Ao invés de atos heroicos, nos deparamos com personagens humanos, demasiadamente humanos, que tentam viver seus últimos momentos com base no que cultivaram ao longo da vida. No entanto, aqueles que passaram uma existência represando desejos e vontades, libertam todos os seus instintos e vivem o caos; outros, amargurados com a vida que levaram, não esperam a chegada do fim e se antecipam; há ainda aqueles que, em meio ao mundo que está prestes a ruir, decidem reviver os seus verdadeiros afetos por perceberem que, ao se depararem com a própria mortalidade, nada mais importa, a não ser aquilo que realmente amamos.

É nesse tom de ternura e humor que toda a trama do filme é desenrolada. Afinal, o que fazer quando o fim é certo e não há mais nada a ser salvo? Essa pergunta, que poderia ser o ponto de partida para o desespero, aqui se torna o convite para uma redescoberta sobre si mesmo, seus valores e o que, de fato, se mostra importante. O filme transforma o apocalipse em um reflexo das nossas relações, das nossas solidões e daquilo que realmente importa quando o tempo se esgota.

Ao invés de focar no colapso, algo comum nos filmes que tratam dessa temática, o longa aposta no ser humano e mergulha no íntimo das pessoas. Ela nos convida a observar a delicadeza dos gestos, os laços improváveis que são formados e reafirmados ao buscarem um afeto sincero diante do cenário irreversível em que se encontram. É nesse espaço entre o cômico e o trágico que o filme se revela não como uma história sobre o fim, mas sobre o reencontro com o humano.

O que fazer diante do fim?

Logo nos primeiros minutos, o filme estabelece seu tom singular. Um anúncio no rádio informa que um meteoro colidirá com a Terra em poucas semanas. A humanidade recebeu a sentença e não há salvação. A partir daí, o roteiro nos mostra reações que oscilam entre o absurdo e a apatia. Pessoas continuam indo ao trabalho, jantando em restaurantes, discutindo banalidades. Essa normalidade diante do colapso revela o quanto nos acostumamos a negar o essencial. Mesmo diante do abismo, insistimos em fingir controle.

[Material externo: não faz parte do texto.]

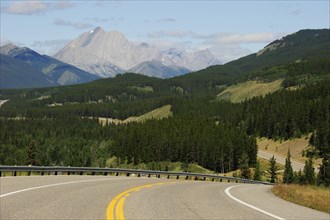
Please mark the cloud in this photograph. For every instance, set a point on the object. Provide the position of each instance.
(165, 20)
(76, 25)
(49, 47)
(4, 41)
(234, 38)
(34, 7)
(104, 20)
(61, 5)
(171, 34)
(26, 7)
(224, 46)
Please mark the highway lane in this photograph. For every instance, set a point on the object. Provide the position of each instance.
(89, 197)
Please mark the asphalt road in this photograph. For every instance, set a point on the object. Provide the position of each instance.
(93, 197)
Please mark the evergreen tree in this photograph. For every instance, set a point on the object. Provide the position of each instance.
(257, 172)
(272, 169)
(299, 178)
(244, 166)
(288, 171)
(32, 153)
(323, 177)
(309, 171)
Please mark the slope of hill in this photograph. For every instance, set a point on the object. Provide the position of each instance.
(54, 71)
(216, 135)
(18, 74)
(157, 69)
(304, 45)
(249, 89)
(109, 53)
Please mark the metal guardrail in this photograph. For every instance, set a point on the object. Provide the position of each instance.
(55, 170)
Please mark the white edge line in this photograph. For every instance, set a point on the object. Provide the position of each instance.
(248, 205)
(50, 185)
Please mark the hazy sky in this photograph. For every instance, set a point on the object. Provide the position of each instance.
(229, 29)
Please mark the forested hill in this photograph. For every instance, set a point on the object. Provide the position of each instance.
(304, 45)
(58, 126)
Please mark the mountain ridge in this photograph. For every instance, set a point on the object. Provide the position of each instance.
(97, 50)
(54, 72)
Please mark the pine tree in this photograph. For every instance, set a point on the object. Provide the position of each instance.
(257, 172)
(309, 171)
(32, 153)
(288, 171)
(272, 169)
(323, 177)
(244, 166)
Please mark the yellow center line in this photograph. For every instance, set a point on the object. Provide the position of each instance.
(115, 210)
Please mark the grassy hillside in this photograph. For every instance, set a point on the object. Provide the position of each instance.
(159, 113)
(298, 148)
(249, 89)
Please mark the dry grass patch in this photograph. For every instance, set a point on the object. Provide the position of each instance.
(310, 196)
(249, 89)
(296, 146)
(159, 113)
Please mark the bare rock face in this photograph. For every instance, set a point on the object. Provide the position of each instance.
(109, 53)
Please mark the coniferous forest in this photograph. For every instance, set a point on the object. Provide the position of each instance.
(59, 126)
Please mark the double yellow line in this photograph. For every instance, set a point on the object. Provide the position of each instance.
(115, 209)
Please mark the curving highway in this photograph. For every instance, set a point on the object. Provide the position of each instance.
(101, 197)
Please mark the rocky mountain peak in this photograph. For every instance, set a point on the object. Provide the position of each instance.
(5, 49)
(103, 53)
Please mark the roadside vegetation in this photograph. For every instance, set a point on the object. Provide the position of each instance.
(307, 195)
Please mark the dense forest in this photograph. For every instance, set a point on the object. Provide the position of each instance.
(59, 126)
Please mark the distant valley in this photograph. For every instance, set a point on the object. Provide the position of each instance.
(109, 53)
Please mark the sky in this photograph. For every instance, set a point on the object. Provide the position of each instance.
(229, 29)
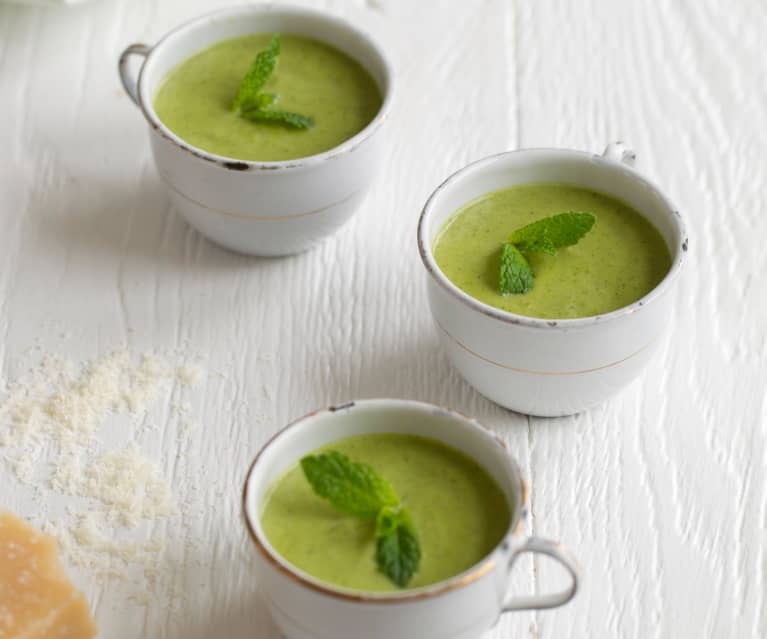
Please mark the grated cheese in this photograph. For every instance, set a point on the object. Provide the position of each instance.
(50, 427)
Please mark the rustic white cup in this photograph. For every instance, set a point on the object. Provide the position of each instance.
(261, 208)
(538, 366)
(461, 607)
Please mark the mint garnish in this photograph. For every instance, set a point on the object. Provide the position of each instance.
(552, 233)
(351, 487)
(286, 117)
(516, 273)
(398, 552)
(546, 235)
(252, 104)
(356, 489)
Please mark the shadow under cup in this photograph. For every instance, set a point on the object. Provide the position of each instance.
(542, 366)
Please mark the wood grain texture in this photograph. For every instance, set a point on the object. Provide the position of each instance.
(661, 493)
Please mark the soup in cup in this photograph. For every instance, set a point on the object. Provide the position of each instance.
(417, 447)
(254, 186)
(567, 344)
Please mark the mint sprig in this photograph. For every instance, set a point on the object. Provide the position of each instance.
(546, 235)
(286, 117)
(356, 488)
(516, 274)
(554, 232)
(253, 104)
(353, 488)
(398, 551)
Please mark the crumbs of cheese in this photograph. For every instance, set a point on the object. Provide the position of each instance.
(130, 486)
(37, 601)
(52, 424)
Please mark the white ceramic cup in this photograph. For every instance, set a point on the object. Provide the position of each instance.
(261, 208)
(461, 607)
(539, 366)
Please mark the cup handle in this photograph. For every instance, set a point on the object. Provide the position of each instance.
(541, 602)
(127, 78)
(619, 152)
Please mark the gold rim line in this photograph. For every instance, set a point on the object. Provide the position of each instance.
(255, 218)
(544, 373)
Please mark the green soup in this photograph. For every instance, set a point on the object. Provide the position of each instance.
(311, 78)
(460, 512)
(620, 260)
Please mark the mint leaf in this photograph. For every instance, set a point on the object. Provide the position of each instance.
(516, 274)
(282, 117)
(552, 233)
(398, 551)
(261, 101)
(258, 74)
(354, 488)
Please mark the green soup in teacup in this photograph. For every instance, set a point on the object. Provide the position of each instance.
(458, 509)
(311, 78)
(621, 259)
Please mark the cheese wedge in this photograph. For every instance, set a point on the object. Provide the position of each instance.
(37, 601)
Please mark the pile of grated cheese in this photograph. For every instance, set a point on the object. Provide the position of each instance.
(53, 427)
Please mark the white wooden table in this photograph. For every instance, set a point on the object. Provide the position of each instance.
(661, 493)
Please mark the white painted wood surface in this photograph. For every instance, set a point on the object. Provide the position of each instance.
(662, 492)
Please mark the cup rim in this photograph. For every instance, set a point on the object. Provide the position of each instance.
(232, 163)
(427, 255)
(465, 578)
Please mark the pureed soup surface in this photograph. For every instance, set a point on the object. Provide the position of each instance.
(620, 260)
(460, 513)
(311, 78)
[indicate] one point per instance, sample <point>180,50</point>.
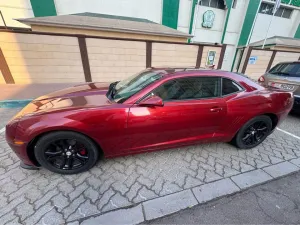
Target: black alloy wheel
<point>254,132</point>
<point>66,152</point>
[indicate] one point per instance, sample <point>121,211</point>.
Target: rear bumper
<point>296,106</point>
<point>19,150</point>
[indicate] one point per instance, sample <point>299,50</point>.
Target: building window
<point>283,12</point>
<point>219,4</point>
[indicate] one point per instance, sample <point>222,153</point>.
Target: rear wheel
<point>253,132</point>
<point>66,152</point>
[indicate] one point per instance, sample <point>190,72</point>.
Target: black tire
<point>241,140</point>
<point>66,152</point>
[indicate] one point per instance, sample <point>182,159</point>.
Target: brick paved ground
<point>30,197</point>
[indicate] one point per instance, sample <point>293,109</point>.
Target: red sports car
<point>159,108</point>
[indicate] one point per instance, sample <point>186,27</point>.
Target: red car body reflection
<point>129,128</point>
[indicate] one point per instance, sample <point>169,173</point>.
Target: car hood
<point>77,97</point>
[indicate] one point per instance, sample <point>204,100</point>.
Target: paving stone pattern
<point>42,197</point>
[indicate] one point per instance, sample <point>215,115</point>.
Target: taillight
<point>261,79</point>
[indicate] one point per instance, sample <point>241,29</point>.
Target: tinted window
<point>189,88</point>
<point>229,87</point>
<point>286,69</point>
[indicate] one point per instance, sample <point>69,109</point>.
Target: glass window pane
<point>189,88</point>
<point>234,4</point>
<point>262,8</point>
<point>221,4</point>
<point>279,12</point>
<point>205,2</point>
<point>214,3</point>
<point>287,13</point>
<point>229,87</point>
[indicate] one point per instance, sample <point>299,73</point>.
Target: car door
<point>193,111</point>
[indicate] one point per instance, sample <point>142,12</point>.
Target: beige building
<point>94,24</point>
<point>279,43</point>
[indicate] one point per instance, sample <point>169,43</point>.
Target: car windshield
<point>121,91</point>
<point>286,69</point>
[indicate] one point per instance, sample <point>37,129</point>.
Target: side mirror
<point>152,101</point>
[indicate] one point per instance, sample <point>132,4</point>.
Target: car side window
<point>230,87</point>
<point>189,88</point>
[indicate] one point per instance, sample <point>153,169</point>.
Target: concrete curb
<point>20,103</point>
<point>169,204</point>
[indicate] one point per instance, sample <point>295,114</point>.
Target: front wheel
<point>254,132</point>
<point>66,152</point>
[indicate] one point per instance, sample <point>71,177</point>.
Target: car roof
<point>289,62</point>
<point>179,72</point>
<point>192,71</point>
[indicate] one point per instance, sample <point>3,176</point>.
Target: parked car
<point>285,76</point>
<point>159,108</point>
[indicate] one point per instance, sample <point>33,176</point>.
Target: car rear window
<point>286,69</point>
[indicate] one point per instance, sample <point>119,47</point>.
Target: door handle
<point>216,109</point>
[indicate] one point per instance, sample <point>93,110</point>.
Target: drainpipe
<point>196,19</point>
<point>229,6</point>
<point>194,3</point>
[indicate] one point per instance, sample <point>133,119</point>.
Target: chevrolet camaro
<point>159,108</point>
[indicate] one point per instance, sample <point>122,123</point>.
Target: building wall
<point>174,55</point>
<point>285,49</point>
<point>2,81</point>
<point>42,59</point>
<point>106,34</point>
<point>146,9</point>
<point>36,58</point>
<point>15,9</point>
<point>279,27</point>
<point>285,56</point>
<point>112,60</point>
<point>256,70</point>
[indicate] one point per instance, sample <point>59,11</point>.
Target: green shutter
<point>170,13</point>
<point>297,34</point>
<point>248,22</point>
<point>43,8</point>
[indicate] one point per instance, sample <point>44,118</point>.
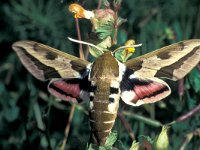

O filme naturalmente nos leva a questionar o que faríamos nesse cenário. Será que deixaríamos nossos instintos se libertarem e todo desejo poderia ser validado, afinal, não haverá um amanhã? Ou continuaríamos a viver da mesma maneira, indo para o trabalho, encarando o trânsito diário e se aborrecendo pelas mesmas questões? Diante do fim, cada um tiraria de si o que tem, revelando assim quais foram as sementes que cultivou ao longo da existência.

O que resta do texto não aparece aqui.